Induction Q (1 Viewer)

[bengosha60]

Prove by mathematical induction that:
(n+1) + (n+2) + ... + 2n = [n(3n+1)]/2 for n>=1

Taken from Fitzpatrick 3U 2ed 17.1 Q12

 

[photastic]

Does rearranging the assumption work for you, like i tried chucking the (k+1) over to the right but idk. ceeeebs

 

[braintic]

In a typical question, when n increases by 1, the first term is fixed, while one term is added at the end.
In this question, when n increase by 1, a term is LOST at the beginning, and TWO terms are added at the end.
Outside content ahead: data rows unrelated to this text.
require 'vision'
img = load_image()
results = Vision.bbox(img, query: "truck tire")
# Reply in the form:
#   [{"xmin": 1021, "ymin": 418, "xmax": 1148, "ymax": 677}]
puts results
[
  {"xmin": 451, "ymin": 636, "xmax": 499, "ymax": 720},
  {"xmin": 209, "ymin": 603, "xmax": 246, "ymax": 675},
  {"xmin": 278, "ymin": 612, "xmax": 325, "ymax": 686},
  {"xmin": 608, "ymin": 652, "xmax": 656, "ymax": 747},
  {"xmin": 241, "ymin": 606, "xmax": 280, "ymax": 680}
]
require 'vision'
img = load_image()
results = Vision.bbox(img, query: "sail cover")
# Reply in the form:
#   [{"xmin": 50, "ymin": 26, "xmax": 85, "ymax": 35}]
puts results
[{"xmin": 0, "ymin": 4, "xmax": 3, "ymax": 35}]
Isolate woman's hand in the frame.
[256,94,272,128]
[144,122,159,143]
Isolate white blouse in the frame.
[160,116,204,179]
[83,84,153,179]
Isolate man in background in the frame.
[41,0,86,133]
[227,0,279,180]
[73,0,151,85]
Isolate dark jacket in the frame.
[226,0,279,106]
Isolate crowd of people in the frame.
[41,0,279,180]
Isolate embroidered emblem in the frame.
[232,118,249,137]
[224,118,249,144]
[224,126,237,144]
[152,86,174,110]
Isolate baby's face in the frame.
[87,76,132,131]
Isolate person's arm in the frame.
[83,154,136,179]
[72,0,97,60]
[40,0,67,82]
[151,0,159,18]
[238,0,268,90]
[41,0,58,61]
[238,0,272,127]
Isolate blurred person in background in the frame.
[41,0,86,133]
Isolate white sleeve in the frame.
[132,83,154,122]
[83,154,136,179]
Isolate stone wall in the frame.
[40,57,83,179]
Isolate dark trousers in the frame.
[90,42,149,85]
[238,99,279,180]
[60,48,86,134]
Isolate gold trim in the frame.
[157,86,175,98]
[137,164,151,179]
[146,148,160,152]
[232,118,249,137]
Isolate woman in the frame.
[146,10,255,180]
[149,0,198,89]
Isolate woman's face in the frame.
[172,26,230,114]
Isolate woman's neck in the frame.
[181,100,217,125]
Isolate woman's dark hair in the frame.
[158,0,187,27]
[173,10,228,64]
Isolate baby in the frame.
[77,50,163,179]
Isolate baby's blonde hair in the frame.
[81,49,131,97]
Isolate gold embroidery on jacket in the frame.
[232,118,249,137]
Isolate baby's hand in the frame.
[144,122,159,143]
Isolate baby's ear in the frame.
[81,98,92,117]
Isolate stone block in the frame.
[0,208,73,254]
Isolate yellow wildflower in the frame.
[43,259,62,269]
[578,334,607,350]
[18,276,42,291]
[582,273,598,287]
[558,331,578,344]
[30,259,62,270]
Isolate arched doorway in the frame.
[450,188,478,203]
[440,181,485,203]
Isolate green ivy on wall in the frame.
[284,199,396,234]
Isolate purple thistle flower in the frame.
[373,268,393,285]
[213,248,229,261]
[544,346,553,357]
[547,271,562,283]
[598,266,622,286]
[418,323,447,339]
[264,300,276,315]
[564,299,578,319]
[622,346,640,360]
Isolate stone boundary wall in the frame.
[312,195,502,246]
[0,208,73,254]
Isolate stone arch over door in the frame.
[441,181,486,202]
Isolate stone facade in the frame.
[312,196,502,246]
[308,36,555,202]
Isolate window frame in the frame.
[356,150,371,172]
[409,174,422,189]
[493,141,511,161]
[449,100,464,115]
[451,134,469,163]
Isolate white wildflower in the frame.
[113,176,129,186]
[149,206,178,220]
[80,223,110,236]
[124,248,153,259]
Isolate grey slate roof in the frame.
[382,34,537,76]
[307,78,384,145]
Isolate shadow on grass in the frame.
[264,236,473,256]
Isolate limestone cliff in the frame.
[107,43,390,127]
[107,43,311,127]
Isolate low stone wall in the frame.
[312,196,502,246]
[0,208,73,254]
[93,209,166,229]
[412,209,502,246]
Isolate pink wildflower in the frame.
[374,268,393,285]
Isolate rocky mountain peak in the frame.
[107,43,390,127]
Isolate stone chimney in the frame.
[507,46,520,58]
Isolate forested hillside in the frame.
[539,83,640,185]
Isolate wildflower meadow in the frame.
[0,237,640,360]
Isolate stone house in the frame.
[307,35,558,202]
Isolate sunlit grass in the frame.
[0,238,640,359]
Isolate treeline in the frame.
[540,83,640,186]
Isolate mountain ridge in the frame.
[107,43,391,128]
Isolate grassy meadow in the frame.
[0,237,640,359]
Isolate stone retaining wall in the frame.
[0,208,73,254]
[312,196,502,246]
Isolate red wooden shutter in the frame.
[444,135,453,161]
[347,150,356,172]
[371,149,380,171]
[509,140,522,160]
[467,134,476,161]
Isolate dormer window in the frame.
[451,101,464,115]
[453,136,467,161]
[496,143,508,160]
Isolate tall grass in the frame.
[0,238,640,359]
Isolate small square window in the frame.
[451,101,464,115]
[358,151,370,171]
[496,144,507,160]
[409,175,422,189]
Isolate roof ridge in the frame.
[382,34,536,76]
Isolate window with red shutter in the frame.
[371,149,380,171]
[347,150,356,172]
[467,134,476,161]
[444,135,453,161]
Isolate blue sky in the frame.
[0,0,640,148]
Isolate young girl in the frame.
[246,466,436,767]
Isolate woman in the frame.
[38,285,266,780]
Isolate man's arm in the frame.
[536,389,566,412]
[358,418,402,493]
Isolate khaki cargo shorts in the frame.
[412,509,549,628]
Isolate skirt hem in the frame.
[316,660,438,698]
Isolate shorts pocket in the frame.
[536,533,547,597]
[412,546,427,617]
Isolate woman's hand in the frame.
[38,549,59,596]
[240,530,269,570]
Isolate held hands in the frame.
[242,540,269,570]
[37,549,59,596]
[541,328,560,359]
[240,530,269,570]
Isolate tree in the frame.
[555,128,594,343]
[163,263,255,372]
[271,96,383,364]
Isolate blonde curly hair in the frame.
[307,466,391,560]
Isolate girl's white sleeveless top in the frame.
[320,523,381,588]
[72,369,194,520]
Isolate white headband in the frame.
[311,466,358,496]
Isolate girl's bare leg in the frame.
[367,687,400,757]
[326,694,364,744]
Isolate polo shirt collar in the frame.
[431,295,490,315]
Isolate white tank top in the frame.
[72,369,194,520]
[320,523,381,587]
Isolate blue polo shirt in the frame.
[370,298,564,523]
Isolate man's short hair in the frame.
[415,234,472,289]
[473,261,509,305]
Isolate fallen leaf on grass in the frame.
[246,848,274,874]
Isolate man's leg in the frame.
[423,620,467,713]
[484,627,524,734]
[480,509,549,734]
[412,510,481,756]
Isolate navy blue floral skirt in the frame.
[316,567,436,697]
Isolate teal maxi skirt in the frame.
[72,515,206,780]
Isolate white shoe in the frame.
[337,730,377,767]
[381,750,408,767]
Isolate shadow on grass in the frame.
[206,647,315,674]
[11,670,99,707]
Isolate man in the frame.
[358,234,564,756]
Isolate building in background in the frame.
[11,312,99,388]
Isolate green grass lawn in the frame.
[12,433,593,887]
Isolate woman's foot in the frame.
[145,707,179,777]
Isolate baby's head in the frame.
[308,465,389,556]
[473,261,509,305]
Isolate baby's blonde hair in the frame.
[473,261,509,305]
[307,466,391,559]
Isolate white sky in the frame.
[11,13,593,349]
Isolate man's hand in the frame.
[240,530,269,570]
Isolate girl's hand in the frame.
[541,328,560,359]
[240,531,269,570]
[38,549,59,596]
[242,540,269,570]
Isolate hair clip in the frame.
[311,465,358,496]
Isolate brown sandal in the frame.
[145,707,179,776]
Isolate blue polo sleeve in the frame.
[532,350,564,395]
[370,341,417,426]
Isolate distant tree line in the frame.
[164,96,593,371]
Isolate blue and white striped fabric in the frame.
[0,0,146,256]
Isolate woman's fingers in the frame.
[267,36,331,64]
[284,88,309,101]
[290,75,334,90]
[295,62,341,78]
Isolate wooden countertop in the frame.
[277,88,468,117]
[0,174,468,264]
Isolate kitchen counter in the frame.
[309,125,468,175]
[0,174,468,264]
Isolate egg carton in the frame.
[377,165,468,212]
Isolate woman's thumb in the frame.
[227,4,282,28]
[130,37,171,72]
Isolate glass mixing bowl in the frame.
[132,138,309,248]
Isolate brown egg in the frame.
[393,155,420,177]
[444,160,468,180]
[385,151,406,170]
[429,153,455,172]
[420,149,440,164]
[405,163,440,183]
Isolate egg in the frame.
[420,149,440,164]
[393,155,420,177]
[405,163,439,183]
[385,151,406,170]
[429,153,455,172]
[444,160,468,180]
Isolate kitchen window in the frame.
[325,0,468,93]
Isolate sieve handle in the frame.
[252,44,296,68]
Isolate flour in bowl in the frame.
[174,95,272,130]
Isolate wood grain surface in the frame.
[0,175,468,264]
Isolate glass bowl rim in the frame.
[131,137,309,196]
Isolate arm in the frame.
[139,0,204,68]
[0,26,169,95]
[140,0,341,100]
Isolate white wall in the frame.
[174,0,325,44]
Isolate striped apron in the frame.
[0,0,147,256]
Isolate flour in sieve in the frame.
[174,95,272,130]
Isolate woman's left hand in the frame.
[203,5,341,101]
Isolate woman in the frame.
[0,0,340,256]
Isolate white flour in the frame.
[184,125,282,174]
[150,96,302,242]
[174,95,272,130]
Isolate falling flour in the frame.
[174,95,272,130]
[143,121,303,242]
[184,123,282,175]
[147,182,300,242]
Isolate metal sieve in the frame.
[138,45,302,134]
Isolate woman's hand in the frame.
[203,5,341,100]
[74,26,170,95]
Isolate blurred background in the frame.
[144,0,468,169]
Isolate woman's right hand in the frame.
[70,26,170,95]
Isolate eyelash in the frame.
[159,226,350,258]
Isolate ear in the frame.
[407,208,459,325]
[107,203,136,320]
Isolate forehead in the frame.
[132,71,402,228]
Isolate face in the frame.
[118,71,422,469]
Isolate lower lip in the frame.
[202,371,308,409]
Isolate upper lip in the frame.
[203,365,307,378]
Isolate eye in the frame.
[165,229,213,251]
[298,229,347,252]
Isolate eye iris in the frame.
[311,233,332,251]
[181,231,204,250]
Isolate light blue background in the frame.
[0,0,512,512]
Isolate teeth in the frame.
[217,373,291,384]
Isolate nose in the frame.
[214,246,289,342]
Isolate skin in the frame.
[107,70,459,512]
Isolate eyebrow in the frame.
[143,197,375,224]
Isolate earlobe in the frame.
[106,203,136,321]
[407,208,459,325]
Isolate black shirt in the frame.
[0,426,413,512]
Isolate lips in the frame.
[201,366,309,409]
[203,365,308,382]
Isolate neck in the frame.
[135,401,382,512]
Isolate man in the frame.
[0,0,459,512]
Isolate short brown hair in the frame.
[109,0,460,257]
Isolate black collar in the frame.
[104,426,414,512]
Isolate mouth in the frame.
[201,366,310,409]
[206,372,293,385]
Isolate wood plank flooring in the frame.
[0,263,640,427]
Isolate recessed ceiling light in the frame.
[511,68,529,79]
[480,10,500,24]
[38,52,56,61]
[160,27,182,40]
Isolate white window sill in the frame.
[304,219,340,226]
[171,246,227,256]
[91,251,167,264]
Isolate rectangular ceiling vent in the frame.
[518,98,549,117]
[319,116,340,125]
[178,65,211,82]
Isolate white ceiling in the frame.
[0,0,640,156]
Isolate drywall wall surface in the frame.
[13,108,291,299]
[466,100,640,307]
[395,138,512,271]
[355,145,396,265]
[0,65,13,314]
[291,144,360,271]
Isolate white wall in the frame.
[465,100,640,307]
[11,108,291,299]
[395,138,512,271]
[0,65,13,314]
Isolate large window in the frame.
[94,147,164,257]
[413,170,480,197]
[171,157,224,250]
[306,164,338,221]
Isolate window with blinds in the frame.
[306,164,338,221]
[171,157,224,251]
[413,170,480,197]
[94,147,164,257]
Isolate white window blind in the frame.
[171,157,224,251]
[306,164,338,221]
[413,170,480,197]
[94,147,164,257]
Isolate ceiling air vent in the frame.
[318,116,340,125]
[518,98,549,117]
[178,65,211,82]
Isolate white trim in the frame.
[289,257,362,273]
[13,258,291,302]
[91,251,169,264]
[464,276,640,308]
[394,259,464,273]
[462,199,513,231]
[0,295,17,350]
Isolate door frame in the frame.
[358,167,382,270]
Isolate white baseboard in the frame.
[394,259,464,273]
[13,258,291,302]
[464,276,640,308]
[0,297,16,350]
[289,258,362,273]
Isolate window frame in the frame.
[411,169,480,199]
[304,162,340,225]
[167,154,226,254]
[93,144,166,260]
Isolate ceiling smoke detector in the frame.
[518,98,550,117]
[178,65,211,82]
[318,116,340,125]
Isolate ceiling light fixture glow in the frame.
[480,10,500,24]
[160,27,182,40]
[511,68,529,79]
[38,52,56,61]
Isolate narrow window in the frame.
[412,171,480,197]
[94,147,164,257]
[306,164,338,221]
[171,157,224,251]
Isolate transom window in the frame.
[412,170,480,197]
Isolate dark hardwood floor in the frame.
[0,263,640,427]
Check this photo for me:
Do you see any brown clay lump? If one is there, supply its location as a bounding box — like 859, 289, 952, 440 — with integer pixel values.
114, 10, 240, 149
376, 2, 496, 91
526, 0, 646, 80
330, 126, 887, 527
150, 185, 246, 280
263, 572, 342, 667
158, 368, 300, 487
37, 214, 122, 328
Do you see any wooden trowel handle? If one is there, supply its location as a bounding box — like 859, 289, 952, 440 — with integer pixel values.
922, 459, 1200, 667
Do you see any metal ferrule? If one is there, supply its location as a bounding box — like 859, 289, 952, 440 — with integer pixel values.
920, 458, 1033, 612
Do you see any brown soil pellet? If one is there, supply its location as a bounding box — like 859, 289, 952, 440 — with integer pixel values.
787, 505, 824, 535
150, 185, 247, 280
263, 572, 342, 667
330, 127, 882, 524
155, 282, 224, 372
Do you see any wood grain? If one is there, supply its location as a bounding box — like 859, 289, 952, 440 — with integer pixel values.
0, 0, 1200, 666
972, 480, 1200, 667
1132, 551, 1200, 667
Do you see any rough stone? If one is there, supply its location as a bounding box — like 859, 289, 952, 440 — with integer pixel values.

RTP: (n+2) + (n+3) + ... 2n + (2n+1) + (2n+2) = (n+1)(3n+4)/2

LHS = [(n+1) + (n+2) + (n+3) + ... 2n] + (2n+1) + (2n+2) - (n+1) .... [adding (n+1) and subtracting it again]
= n(3n+1)/2 + (2n+1) + 2(n+1) - (n+1) (by assumption)
= n(3n+1)/2 + (2n+1) + (n+1)
= [n(3n+1) + 2(2n+1) + 2(n+1)] / 2
= (3n^2 + 7n + 4) / 2
= (n+1)(3n+4)/2
= RHS

 

[bengosha60]

How did you know that in this Q two terms are added at the end?

 

[Shadowdude]

Prove by mathematical induction that:
(n+1) + (n+2) + ... + 2n = [n(3n+1)]/2 for n>=1

Taken from Fitzpatrick 3U 2ed 17.1 Q12

Then for the n+1 case:

 

[braintic]

How did you know that in this Q two terms are added at the end?

Because substituting n+1 for n gives 2(n+1) which is 2n+2, which is two more than 2n

Since the pattern is that each term is increasing by 1, to get to 2n+2 we first need to add 2n+1.